Communiqué de l’association GADEM, partenaire de la Cimade: Sur ordre du parquet de Tanger, dix-neuf personnes d’origine subsaharienne,dont onze rescapés du naufrage du 19 Septembre 2009 au large de l’ilot Leila, ont été reconduites le 20 septembre vers la bande frontalière avec l’Algérie.

Les onze survivants, dont sept hommes et quatre femmes, avaient été remis par la garde civile espagnole aux autorités marocaines qui les ont tous transférés à Tanger.

La reconduite vers la frontière algérienne est intervenue la veille de la fête de l’Aïd El FITR (2éme plus importante fête religieuse, célébrant la fin du Ramadan). Cette décision du parquet de Tanger est autant illégale qu’étrangère aux valeurs marocaines de soutien aux personnes en difficulté et aux personnes de passage « Aâbir ASSABIL ». Les rescapés originaire du Sénégal et du Niger venaient de vivre 24 H auparavant une terrible épreuve et avaient besoin de soutien psychologique et moral, sûrement pas d’être traités de la sorte.

Aujourd’hui, les autorités marocaines ont abandonné les recherches  d’autres survivants du naufrage, laissant cette responsabilité à la garde civile espagnole.

Le GADEM déplore le retrait des autorités marocaines dans les recherches de nouveaux survivants et avise les autorités espagnoles du non respect des droits de ces naufragés dont les ambassades auraient du être interpellées avant toute démarche auprès du Maroc. En effet, la garde civile espagnole a laissé la charge du traitement de ces naufragés au Maroc sans aucune chance de recours ou de dépôt de demande d’asile si tel était leur but. Enfin, le GADEM dénonce autant l’illégalité de la procédure de reconduite à la frontière, que la célérité avec laquelle elle a été appliquée.

Cette affaire prouve encore une fois que l’argument de lutte contre les passeurs, avancé par les autorités marocaines, n’est qu’un alibi destiné à légitimer la répression à l’encontre des migrants.

En effet, en refoulant illégalement les rescapés, les autorités se privent de témoins précieux pour connaître les faits et éventuellement de témoins pour identifier les passeurs à l’origine de l’affrètement du zodiac qui a chaviré.

Les droits à la défense ne semblent pas avoir été respectés. Un avocat diligenté par le GADEM n’a pas pu avoir accès aux rescapés dimanche 20 septembre, car aucune permanence n’est mise en place et seul un policier était présent. L’avocat n’a d’ailleurs pas non plus pu avoir accès aux procès-verbaux des rescapés arrêtés et a été sommé de revenir mercredi 23 septembre à la fin des festivités marquant la fête du FITR. Entre temps, les survivants ont été acheminés vers la ville frontalière d’Oujda et refoulés.

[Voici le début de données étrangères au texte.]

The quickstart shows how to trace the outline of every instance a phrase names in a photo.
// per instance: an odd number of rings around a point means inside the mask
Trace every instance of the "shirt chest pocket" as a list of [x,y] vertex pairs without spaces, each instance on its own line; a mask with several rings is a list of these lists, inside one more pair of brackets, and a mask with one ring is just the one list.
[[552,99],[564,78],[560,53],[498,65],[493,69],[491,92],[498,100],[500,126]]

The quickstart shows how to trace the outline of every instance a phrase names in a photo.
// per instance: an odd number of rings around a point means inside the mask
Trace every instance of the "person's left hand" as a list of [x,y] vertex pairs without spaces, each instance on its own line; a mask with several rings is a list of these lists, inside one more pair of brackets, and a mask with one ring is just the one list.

Normalement, pour que la reconduite soit légale, il est nécessaire que :

  • les ambassades concernées soient informées ;
  • le pays de retour accepte d’accueillir les personnes reconduites ;
  • la décision de reconduite, doit également être notifiée par l’administration aux personnes concernées, qui disposent d’un délai de 48 H pour interjeter un recours.

Aucune de ces procédures ne semble avoir été appliquées aux onze rescapés, qui ont été reconduit 24H seulement après leur présentation devant le juge.

Le GADEM rappelle aux autorités administratives et judiciaires compétentes, que la décision de reconduite à la frontière constitue un acte administratif conformément à la Loi sur l’entrée et le séjour des étrangers au Maroc, l’émigration et l’immigration irrégulière (Loi 02-03).

Le parquet doit s’abstenir de prendre des décisions qui sont du ressort de l’administration.